Солнце еще долго цеплялось за гольцы, но упало за них и там красно догорало. Предвечерней сутемью по самые гривы налились распадки, яснее стало слышно неблизкую отсюда речку.
– Стемнеет скоро. – Семён встал на пьяные ноги. – Идём.
– Сейчас! – обрадовалась Устя. – Дорогу-то я от зимовья до реки Витима приметила. А то лошадь уведём, лошадь выведет. – Она торопливо упрятывала волосы под платок. – На реке плот свяжем – и на низа.
Семён поднял рубаху, встряхнул.
– В зимовье идём, – сказал властно. – Долю свою не оставлю. С ней можно и на низа. Ключик-то золотой – к любому замку отмычка. – Подумал… – Людей покупают, а бумаги нужные купить нешто грешно? Айда!
– Чего же ты, а-а? – потускнев от его слов, тихо спросила Устя. – С Василием встренишься – не отпустит, изнурный. И золота не даст. А добредёт умом до греха нашего – захлестнёт или ночью удавит. Кто ты ему? Чужедальний!
– Ну-тко… – Семён за подбородок приподнял Устину голову. – Случаем, не открыла ему, что беглый я? А то он выведывал.
– Да бог с тобой, – откачнулась Устя. – Может, догадка у него, а я – что ты!
– Ну и ладно. – Семён утёр лоб. – Я ему не крепостной. Спустимся отсюда, ты меня у зимовья подождёшь. Я скоро с ним отговорю.
– А меня спросит?
– Отвечу, не печалуйся.
Семён натянул рубаху, и они пошли вниз по распадку. У речки остановились.
– Жди тут, – приказал Семён.
Устя присела на береговую терраску. Теперь она снова была тиха, обречённо глядя вслед Семёну, держала на губах ладонь, улыбалась сострадательно, в себя.

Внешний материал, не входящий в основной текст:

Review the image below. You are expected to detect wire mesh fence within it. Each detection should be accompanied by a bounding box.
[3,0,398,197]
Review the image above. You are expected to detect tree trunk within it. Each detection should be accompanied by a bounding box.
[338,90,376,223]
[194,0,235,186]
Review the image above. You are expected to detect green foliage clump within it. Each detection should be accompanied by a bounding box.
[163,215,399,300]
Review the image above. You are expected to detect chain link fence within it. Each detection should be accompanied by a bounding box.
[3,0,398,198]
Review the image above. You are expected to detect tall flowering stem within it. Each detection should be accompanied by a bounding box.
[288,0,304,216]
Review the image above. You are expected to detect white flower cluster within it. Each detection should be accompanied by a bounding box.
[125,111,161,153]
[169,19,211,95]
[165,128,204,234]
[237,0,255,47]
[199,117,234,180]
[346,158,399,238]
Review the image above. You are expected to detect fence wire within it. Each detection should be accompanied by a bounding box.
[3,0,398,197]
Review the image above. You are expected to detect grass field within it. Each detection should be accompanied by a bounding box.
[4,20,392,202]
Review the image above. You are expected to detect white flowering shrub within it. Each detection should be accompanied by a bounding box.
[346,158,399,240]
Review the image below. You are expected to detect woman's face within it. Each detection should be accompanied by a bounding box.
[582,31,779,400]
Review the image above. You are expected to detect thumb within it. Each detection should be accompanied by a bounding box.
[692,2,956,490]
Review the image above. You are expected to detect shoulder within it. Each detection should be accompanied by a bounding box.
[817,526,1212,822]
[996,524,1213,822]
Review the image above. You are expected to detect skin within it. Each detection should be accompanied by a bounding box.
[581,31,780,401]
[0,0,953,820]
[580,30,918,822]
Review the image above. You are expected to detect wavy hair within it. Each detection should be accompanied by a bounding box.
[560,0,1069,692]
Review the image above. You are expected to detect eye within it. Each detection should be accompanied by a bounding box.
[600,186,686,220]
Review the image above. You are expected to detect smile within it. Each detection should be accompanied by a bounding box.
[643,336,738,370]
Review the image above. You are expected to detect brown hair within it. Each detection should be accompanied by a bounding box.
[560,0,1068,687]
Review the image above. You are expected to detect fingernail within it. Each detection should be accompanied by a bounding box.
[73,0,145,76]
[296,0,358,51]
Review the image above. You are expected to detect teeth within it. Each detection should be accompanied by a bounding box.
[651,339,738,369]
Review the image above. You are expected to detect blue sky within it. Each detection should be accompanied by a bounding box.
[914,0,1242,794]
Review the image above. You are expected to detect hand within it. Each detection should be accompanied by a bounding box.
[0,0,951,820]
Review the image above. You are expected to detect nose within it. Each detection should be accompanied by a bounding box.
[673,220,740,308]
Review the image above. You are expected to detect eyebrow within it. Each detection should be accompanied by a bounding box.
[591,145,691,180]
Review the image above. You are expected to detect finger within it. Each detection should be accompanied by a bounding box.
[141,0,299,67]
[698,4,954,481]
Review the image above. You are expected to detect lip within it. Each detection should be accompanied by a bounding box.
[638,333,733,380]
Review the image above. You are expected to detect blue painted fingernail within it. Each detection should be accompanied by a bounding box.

В зимовье было пусто. В сумеречном нутре его сквозили опаловым светом маленькие оконца, под нарами, попискивая, возились мыши. Пока Семён добывал огонь, дверь распахнулась. В свете едва разгоравшихся лучин восстала на пороге широкая фигура Василия. Он что-то опустил на пол и оно мокро шмякнуло.
– Уже наработался? – спросил Василий и, стукнув прикладом об пол, поставил в угол ружьё.
– Пришел, – отозвался Семён.
Василий устало опустился на порожке, кряхтя, нагнулся, распустил на ичигах сыромятные ремни.
– Помоги, – попросил, – ухайдакался до морока.
Семён взялся за ногу, рванул, снял мокрый ичиг. Теперь, в прибылом свете, разглядел, что рубаха Василия на плечах и груди густо набрякла кровью. Хватаясь за вторую ногу, скосил глаза: на полу, в чёрной с глянцем лужице, лежало огромное стегно сохатого.
– Повесь на ветерке, пусть обыгает. – Василий кивнул на ичиг в руках Семёна. – Устя где?
– Должно, где-нито здесь, – дрогнул голосом Семён. – Я сам только заявился. – Он стал протискиваться в дверь мимо Василия.
Василий плечом к косяку припёр его.
– Брешешь, – обронил он мрачно. – Сказывай, где.
– Жена твоя, ты и следи! – огрызнулся Семён. – Отвались, дай выйти-то.
Василий, колыхнув плечом, оттолкнул Семёна в глубь зимовья. Лучины горели ярко, потрескивали. Семён бросил ичиги на пол, отступил к столу. Василий поднялся, шагнул следом. Огромная, в ползимовья, тень метнулась на стену, переломилась, застлала потолок.
– Где баба? – потребовал Василий. – Говори ладом.
Яркими от пламени лучин глазами Семён остановил Василия, прохрипел:
– Отдай мою долю, ухожу я!
– Вона как – долю? – Василий скривил лицо. – А может, две? Может, и Устинью впридачу жалашь, сшушукались? – Он наложил лапищу на грудь Семёна, сгрёб в горсть рубаху, встряхнул.
Болтнулась, как неживая, голова Семёна, лопнула на спине ряднина. Василий рванул ещё, и лоскутья её остались в его кулаке.
– А вот твоя доля! Так голым и пущу. – Мотнул головой на выход. – Вали, рявкни ко мне Устю.
Семён безвольно пошарил ладонями по голой груди и, горбатясь, поволочил ноги к дверям. Оставшиеся целыми рукава, как крылья у подбитой птицы, висли до пола. Заметив в углу ружьё, он было приостановился.